NHK文化センターで3回の講座をさせていただくことになりました!
『絶望文学館へようこそ
──眠れない夜に「読む薬」』
7/22「辞世の句」
8/26「身体から読む文学」
9/23「生きるかなしみ」
オンラインなので、全国からお申し込みいただけます!
また、それぞれ1週間のアーカイブ配信もあるので、
リアルタイム視聴でなくても大丈夫です!
ご都合のいい日のご都合のいい時間にご覧ください。
ぜひよろしくお願いいたします!
お申し込みはこちらから。
第1回目7/22「辞世の句」まで、
もう1カ月くらいになったので、ちょっと内容のご説明を。
死ぬときに残す言葉というと、「今までありがとう」とか「おかげで幸せだった」とか、今はそんな感じでしょう。
なにしろ死にそうなわけで、こったことは言えません。
でも、かつては、「辞世の句」というものを多くの人が残しています。
死ぬ間際のこともあれば、事前に用意してある場合もありますが、死という人生の最後の重大事に、句や歌を残すという習慣がありました。

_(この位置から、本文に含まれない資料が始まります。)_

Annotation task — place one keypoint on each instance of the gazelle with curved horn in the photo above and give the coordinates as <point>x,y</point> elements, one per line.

たとえば、高杉晋作の「おもしろき こともなき世を おもしろく」は有名でしょう。
石川五右衛門の「石川や 浜の真砂は 尽くるとも 世に盗人の 種は尽くまじ」も聞いたことのある人が多いかもしれません。
死ぬ前だからといって、悲愴なものばかりとは限りません。同じ盗人の亀五郎は、10両盗んで首を切られることになり、「万年も生きよと思う亀五郎 たった十両で首がスッポン」
海外の墓碑銘(お墓に刻まれた言葉)にも、なかなか面白いものがたくさんあります。
フランソワーズ・サガンの墓碑銘は、「フランソワーズ・サガン、安らかならず、ここに眠る」。
マルセル・デュシャンは、「死ぬのはいつも他人ばかり」。これは寺山修司が好きだったそうです。
句や歌は、余裕があるときに趣味で詠むというだけのものではありません。
人生で大変なことがあったとき、挫折したとき、悲しいとき、絶望したときに詠むものでもあると思います。
「そんなときに歌なんか詠めるか」というのは、じつはちがうのでは?
そんなことをさまざまな「辞世の句」をご紹介しながら、考えていけたらと思っています。
笑えるものから、泣けるもの、感動するもの、考えさせられるもの……「辞世の句」は、さすがに人生最後の句だけあって、奥深いです。
ぜひごいっしょに鑑賞していただければと思います。